In 2014 he signed an amnesty deal with the government, agreeing to give up opposition activity in exchange for a pardon. Everywhere he went, he carried his amnesty papers folded in his shirt pocket in case of trouble, his sons said.

After a year’s forced hiatus, Kharouf went back to work for Syria’s religious endowments ministry, giving approved sermons to his congregation. At night, he cheered his favorite soccer team, Real Madrid, with his sons in their one-story concrete house.

When the security men took him away in July 2020, the family went into shock. They phoned an uncle who had ties with the security services and had helped arrange Kharouf’s amnesty papers years earlier. But there was nothing he could do, he said.

Weeks went by and the family heard nothing. In September, his wife visited an office of the Syrian civil registry. The officials gave her a document, reviewed by the Journal, saying Kharouf had died in mid-August of 2020, but authorities refused to hand over the body.

 

An acquaintance who had been detained in the facility at the same time later told the family he saw the imam beaten to death with a chair. The Journal couldn’t independently verify the cause of the imam’s death.

One of the military intelligence documents, from July 2020, cited an interrogation of the imam’s cousin, Mahmoud Kharouf, who admitted to participating in the armed rebellion. He told interrogators that the imam had been working with rebels by giving religious approval for the rebels to carry out executions in the early days of the war.

“He was one of the supporters of the armed terrorist movement at the beginning of the current events in the country,” the document said of Kharouf.

 
Mahmoud Kharouf, the cousin of Abdu Kharouf, in Damascus this month.

The cousin, Mahmoud Kharouf, still lives nearby in a low-slung house on a muddy road, though the two families never speak.

In an interview, he denied that he ever mentioned the imam’s name, even during torture when he was forced to sign a confession saying he had fought with rebels. Crammed into the basement of Branch 215, the security men beat him on the legs with a green plastic pipe, he said. He was blindfolded and couldn’t even read what he was signing until he was shown the document by a judge in a later court hearing, he recalled. He still walks with a limp from the beating.

 

“The regime ruined my whole life,” he said, bursting into tears.
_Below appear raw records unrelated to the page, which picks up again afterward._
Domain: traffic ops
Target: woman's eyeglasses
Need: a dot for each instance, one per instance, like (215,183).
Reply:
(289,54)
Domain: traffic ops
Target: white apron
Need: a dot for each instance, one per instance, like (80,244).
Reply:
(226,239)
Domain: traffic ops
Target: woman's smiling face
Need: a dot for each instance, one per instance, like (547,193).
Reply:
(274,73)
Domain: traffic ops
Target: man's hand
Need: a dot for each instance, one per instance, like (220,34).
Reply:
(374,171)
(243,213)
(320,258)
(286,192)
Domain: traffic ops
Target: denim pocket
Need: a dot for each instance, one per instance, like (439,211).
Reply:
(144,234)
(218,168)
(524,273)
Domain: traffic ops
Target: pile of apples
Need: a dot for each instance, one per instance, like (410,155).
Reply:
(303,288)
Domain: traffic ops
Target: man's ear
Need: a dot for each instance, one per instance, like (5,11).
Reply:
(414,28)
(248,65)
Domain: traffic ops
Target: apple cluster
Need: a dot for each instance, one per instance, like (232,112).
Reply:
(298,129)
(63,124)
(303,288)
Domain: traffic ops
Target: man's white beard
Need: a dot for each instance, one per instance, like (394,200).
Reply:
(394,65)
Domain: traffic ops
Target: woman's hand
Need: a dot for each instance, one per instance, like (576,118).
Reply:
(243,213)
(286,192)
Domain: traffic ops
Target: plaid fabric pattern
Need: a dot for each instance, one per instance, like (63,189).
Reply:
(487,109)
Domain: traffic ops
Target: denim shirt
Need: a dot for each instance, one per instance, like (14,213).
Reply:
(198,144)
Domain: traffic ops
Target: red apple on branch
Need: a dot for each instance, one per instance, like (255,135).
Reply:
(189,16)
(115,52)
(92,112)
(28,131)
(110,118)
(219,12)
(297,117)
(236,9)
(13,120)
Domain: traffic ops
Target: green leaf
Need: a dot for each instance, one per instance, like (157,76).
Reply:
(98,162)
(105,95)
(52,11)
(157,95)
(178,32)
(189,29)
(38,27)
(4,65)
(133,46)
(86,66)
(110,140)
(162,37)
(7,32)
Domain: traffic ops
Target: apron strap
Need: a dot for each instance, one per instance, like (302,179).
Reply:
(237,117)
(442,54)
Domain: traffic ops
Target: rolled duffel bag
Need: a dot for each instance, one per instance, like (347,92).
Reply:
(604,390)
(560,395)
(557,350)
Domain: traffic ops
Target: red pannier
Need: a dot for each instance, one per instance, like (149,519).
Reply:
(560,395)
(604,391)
Abdu Kharouf’s immediate family said they believe the intelligence documents, having long suspected their cousin turned on them. Seeing the records brought some measure of closure, they said.

“Now we know,” said Mahrous Kharouf, the preacher’s eldest son. “We’ve been waiting for evidence. This person was the reason for his death.”

“I’m relieved,” Mahrous added, reflecting on his father’s life. “Now we know for sure he didn’t do anything wrong.”